しかし、成程……ここの神代魔法は空間に関する魔法か。となると、"再生の力"は海底遺跡だったか。
これは良い情報を知ることが出来た、ミュウの護送序に香織の神代魔法習得と行こうか。と、その前にだ。
ハジメ「貴様の相手は飽きた、これで終いにしてやろう。」
フリード「ッ!この「"獣厳"。」ガハァァッ!?」ドゴォンッ!!
それだけ言って俺は、振り返ったフリードの鳩尾に六式"獣厳"を食らわせてぶっ飛ばした。
ハジメ「"禍天"、そして"凍柩"。」
白竜「ルゥウゥァァァ!?」
序に重力魔法を白竜の首に叩きつけ、身動きを封じた序に両翼を凍らせた。
すると、先程発射直前だったのか、極光があらぬ方向へと飛んでいき、火山の壁を抉り取った。
ハジメ「どうする?二度と戦争に参加しないと誓うか、それともこの場で……俺達に殺されるか。」*1
そう問いかけ、ドライバーに手をかける。それに対し、フリードは忌々しげにこちらを見上げた。
フリード「……よもや、神代の力を使って、手も足も出ないとは……!
この手は使いたくはなかったが、貴様のような化け物を殺せるならこの程度の対価、惜しくはないッ!」
そう叫ぶフリードは、近くに転がっていた死にかけの小鳥に何かを告げた。
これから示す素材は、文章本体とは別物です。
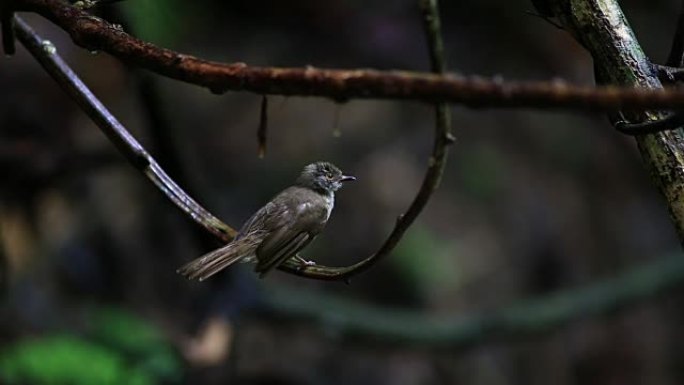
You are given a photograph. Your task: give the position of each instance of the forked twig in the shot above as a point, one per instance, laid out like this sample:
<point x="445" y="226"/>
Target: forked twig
<point x="47" y="56"/>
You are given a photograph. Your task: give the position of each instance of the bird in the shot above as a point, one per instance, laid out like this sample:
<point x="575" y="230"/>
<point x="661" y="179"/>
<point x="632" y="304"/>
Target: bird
<point x="281" y="228"/>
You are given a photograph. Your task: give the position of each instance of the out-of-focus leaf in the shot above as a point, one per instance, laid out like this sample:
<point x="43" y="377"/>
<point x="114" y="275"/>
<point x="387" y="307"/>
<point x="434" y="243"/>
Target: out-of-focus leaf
<point x="160" y="22"/>
<point x="125" y="332"/>
<point x="423" y="259"/>
<point x="68" y="360"/>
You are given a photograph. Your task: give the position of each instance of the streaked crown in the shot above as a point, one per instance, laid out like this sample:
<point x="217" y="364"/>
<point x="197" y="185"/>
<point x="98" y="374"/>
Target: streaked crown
<point x="323" y="177"/>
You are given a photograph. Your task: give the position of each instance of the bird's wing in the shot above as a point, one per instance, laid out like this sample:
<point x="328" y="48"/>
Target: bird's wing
<point x="265" y="218"/>
<point x="279" y="246"/>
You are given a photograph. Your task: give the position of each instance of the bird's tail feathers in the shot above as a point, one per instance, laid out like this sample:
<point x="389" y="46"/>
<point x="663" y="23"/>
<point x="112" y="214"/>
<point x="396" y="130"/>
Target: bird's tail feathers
<point x="217" y="260"/>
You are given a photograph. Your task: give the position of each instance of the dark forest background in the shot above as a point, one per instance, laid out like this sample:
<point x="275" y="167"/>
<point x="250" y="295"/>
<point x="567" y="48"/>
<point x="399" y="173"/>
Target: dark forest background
<point x="532" y="202"/>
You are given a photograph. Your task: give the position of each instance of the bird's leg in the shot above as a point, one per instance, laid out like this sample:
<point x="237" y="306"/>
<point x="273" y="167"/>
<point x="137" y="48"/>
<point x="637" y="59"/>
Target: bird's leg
<point x="303" y="261"/>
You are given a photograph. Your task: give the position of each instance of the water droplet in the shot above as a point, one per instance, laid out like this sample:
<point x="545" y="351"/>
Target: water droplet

その次の瞬間だった。
ゴゴゴゴゴゴゴゴゴッ!!!ゴバッ!!!ズドォン!!
ハジメ「ッ!?これは……!」
ユエ「んぁ!?」
シア「きゃあ!?」
ティオ「ぬおっ!?」
トネリコ「わわっ!?」
幸利「なぁっ!?」
空間全体、いや、【グリューエン大火山】全体に激震が走り、凄まじい轟音と共にマグマの海が荒れ狂い始めた。
突如、下から突き上げるような衝撃に見舞われるも、即座に体勢を立て直す。
激震は刻一刻と激しさを増し、既に震度で言えば確実に7はあるだろう。
マグマの海からは無数の火柱――いや、マグマ柱が噴き上がり始めており、足場の淵からマグマに呑み込まれ始めていた。
ハジメ「まさか……!貴様、要石を破壊したのか!?」
フリード「ご名答だ。このマグマを見て、おかしいとは思わなかったのか?
【グリューエン大火山】は明らかに活火山だ。にもかかわらず、今まで一度も噴火したという記録がない。
それはつまり、地下のマグマ溜まりからの噴出をコントロールしている要因があるということ。
だからマグマ溜まりを鎮めている巨大な要石を破壊させてもらった!間も無く、この大迷宮は破壊される!
神代魔法を同胞にも授けられないのは痛恨だが……貴様をここで仕留められるなら惜しくない対価だ!
大迷宮諸共果てるがいい!」
野郎、面倒なことしやがって……とても正気の沙汰とは思えねぇな。
ハジメ「皆、急いで中央の島に向かうぞ!」
そう、島の中央にあったマグマのドームは既に無くなっており、代わりに漆黒の建造物がその姿を見せていた。
傍らには、地面から数cm程浮遊している円盤があり、本来はこれに乗って地上に出るのだろう。
これまであった経験からの憶測だが、天井にショートカット用の出口があると思われるからな。
ティオ「ご主人様、あの男とその竜はどうする?」
ハジメ「そんなの後回し!それよりもマグマを何とかするさ。」
そうして全員が中央の島に渡り切ったことを確認した俺は、ブラックホールにマグマを呑み込ませ始めた。
エボルのブラックホールであれば、惑星一つの規模まで行けるので、サイズは問題ないだろう。
ハジメ「構造的にこの辺りか?"収束・遠隔錬成"。」
そして大体の位置に見当をつけ、錬成を行ってみた。要石の破片が残ってさえいればいいが……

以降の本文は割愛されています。